By Jenny Hope
Last updated at 9:06 AM on 1st October 2010
Drug companies have invented the ‘problem’ of low libido in women so that they can sell new drugs, research claims.
The pharmaceutical industry is accused of creating the label of ‘female sexual dysfunction’ to cash in on a market that doesn’t really exist.
And its employees are paying doctors to talk about the condition as a ‘widespread’ disorder which needs diagnosis and treatment, according to researcher Ray Moynihan.
He argues in the British Medical Journal that trials of drugs claiming to increase women’s libido have so far failed to provide evidence of any health benefit.
The claims, highlighted this week in an investigation by the Daily Mail’s Good Health section, come amid increasing concern about the explosion in labels for new medical conditions.
Doctors warn that some of these are ‘non-diseases’ based on diagnoses that treat normal behavioural differences as medical problems.

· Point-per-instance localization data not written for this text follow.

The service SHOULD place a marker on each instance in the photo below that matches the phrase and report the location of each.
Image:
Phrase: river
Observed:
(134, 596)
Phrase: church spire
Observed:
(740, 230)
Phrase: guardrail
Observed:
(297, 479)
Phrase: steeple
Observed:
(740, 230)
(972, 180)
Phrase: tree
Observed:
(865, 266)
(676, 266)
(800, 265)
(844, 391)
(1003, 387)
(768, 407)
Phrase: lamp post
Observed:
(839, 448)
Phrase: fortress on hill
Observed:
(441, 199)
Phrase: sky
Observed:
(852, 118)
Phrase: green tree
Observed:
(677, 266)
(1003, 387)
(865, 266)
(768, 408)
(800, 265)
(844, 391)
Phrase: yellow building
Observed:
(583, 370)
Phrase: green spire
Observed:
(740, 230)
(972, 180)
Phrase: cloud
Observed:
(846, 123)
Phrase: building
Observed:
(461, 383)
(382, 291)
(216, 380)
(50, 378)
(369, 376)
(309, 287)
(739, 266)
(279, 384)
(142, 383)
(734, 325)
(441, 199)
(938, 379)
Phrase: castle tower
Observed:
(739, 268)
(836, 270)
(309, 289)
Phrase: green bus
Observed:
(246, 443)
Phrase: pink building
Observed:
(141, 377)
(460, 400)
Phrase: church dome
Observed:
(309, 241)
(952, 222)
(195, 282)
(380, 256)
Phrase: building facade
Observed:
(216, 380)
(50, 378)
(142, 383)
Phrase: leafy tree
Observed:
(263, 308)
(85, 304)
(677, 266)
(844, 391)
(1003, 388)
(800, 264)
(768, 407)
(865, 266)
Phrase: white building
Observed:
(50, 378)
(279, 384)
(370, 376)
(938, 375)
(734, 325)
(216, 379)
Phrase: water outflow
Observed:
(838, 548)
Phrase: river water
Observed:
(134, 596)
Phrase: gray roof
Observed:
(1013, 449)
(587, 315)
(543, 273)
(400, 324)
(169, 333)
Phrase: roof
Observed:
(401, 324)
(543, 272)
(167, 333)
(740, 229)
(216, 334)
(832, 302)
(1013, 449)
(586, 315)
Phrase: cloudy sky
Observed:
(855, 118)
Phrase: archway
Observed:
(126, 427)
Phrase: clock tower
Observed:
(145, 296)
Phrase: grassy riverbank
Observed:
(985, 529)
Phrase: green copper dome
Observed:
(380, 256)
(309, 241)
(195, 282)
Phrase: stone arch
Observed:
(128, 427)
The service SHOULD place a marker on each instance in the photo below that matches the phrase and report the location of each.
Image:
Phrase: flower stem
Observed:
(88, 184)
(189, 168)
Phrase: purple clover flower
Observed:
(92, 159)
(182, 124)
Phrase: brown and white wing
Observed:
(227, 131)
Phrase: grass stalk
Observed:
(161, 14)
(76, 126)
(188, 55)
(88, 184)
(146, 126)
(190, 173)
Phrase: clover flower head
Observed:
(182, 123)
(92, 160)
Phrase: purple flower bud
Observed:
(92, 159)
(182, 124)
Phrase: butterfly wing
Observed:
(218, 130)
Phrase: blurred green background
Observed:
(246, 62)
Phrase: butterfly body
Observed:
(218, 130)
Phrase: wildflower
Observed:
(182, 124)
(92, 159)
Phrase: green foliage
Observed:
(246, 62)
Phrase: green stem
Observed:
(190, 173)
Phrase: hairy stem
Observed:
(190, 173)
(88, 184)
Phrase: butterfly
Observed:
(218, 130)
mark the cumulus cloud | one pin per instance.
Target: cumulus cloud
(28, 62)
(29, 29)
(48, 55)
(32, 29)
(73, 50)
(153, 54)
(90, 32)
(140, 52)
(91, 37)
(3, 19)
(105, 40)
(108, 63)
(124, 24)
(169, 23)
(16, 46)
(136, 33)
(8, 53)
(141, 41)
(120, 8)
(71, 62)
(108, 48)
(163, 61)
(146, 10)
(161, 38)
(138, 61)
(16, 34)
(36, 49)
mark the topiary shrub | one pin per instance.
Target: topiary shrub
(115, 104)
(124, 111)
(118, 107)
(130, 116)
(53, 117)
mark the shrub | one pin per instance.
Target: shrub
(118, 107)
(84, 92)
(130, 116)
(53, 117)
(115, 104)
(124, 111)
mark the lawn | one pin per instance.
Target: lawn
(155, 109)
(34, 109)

The definition of female sexual dysfunction (FSD) has been criticised as merely exaggeratingwomen’s dissatisfaction with their partners.
Other sceptics point to similar ‘conditions’ such as hyper-appetite problem – otherwise known as overeating – or Total Allergy Syndrome, in which allergies to ‘modern life’ including chemicals and artificial materials trigger multiple symptoms.
But the mixture of science and marketing behind FSD amounts to a ‘corporate sponsorship’ of the condition, claims Mr Moynihan in his book Sex, Lies and Pharmaceuticals.
The lecturer at the University of Newcastle, Australia, told the
BMJ: ‘Drug marketing is merging with medical science in a fascinating and frightening way.
‘Drug companies have not simply sponsored the science of this new condition; on occasion they have helped to construct it.’
He quotes a drug company employee saying her firm was interested in ‘expediting the development of a disease’ and had funded surveys portraying sexual problems as widespread.